This book easily had the best, most unique worldbuilding of any book I read in 2024. The Teixcalaanii Empire views itself as the entire world, and desires to bring more of the world into the, um, world. It’s a culture full of opulence and poetic brilliance, where poetry and essay competitions are how the elite gain notoriety. This book has some powerful things to say about imperialism and cultural superiority. It is, technically, science fiction. But the cultural world-building really is at second-world fantasy level.
The book opens with Ambassador Mahit Dzmare arriving at the planet to begin her tenure as an ambassador after the previous one died. Oh, and—she has some of the memories from a younger version of her predecessor stuffed in her brain. Tossed into an unfamiliar sea, Mahit’s goal is to not let her home world be annexed by the empire—while preferably staying alive.
I thoroughly enjoyed most of this book. The character’s voice was on point. I loved watching Mahit weave through this society that was unfamiliar even though she’d been training for this for years.
The book fell apart for me a bit at the end. Everything wrapped up a bit too quickly. There is a second installment in the series that I haven’t read yet, but even so, the climax of book 1 felt very sudden, and entirely out of the main character’s hands. I also deeply disagree on an ethical level with one of the final acts committed by a prominent figure in the climax, but it would be a spoiler, so I won’t say more about that.
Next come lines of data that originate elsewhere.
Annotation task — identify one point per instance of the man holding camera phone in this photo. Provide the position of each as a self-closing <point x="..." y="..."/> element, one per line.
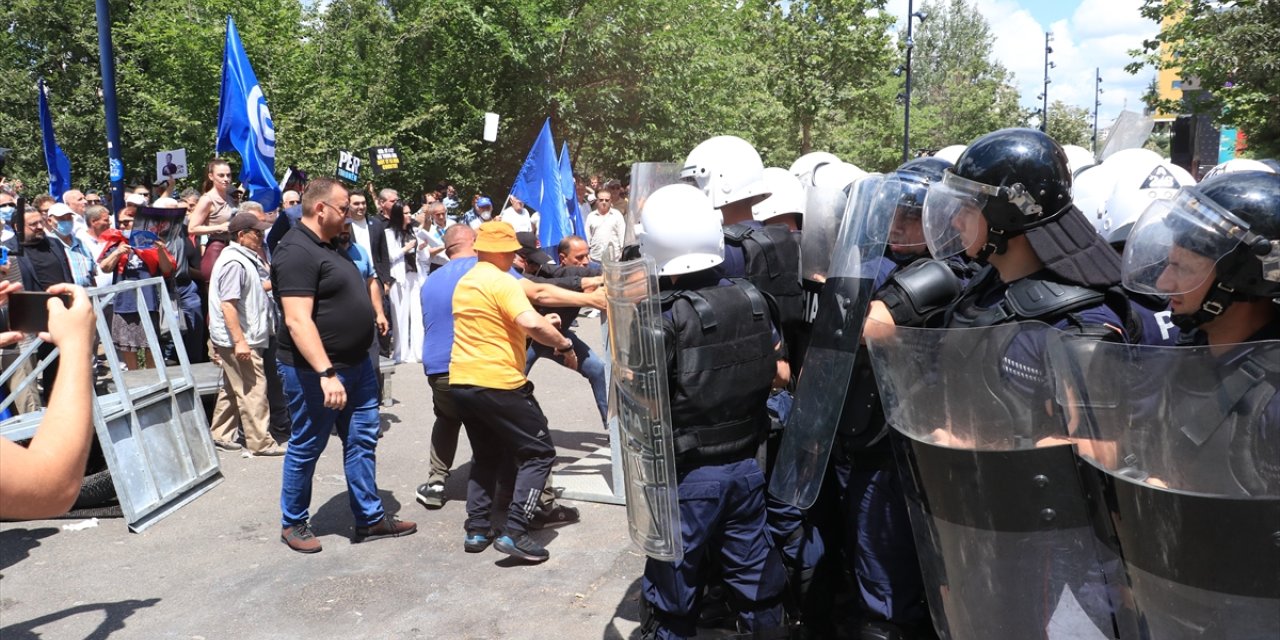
<point x="44" y="479"/>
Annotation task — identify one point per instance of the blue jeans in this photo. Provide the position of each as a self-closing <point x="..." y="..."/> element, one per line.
<point x="357" y="426"/>
<point x="589" y="365"/>
<point x="722" y="528"/>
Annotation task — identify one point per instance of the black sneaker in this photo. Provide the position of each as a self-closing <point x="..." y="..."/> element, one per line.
<point x="554" y="516"/>
<point x="522" y="547"/>
<point x="476" y="542"/>
<point x="432" y="496"/>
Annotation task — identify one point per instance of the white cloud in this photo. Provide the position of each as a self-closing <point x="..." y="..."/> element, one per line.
<point x="1100" y="33"/>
The worldbuilding was deeply complex, yet there were a few aspects that fell short for me.
First, outsiders are considered not human, which was supposed to show that the culture is racist and looks down on others. But, to be honest, I was a bit unclear on whether all the thinking individuals in this book were of the same species. So while I agree the culture was definitely in the wrong for looking down on those outside their cultures, it seems a bit weird to want to call someone of a different species “human,” at least by the current definition of the word. Maybe we could call all thinking individuals “people” or something. I also might be misremembering some of the nuance here.
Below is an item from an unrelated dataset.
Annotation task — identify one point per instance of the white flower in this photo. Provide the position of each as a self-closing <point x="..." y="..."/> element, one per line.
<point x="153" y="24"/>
Also, I find some parts of the culture repugnant. I mean, the imperialism and racism is supposed to be perceived that way. But also, a young adult apparently falls in love with (and is deeply attracted to) an elderly man on his death bed? Gross. The sexual ethics in this book are basically: anything goes. Literally anything.
Content rating: a low R. There’s just enough gore for me to give it an R in violence. Similarly with sexual content. It’s not that explicit, but there are enough sexually charged scenes and thoughts and memories that I’d give it an R.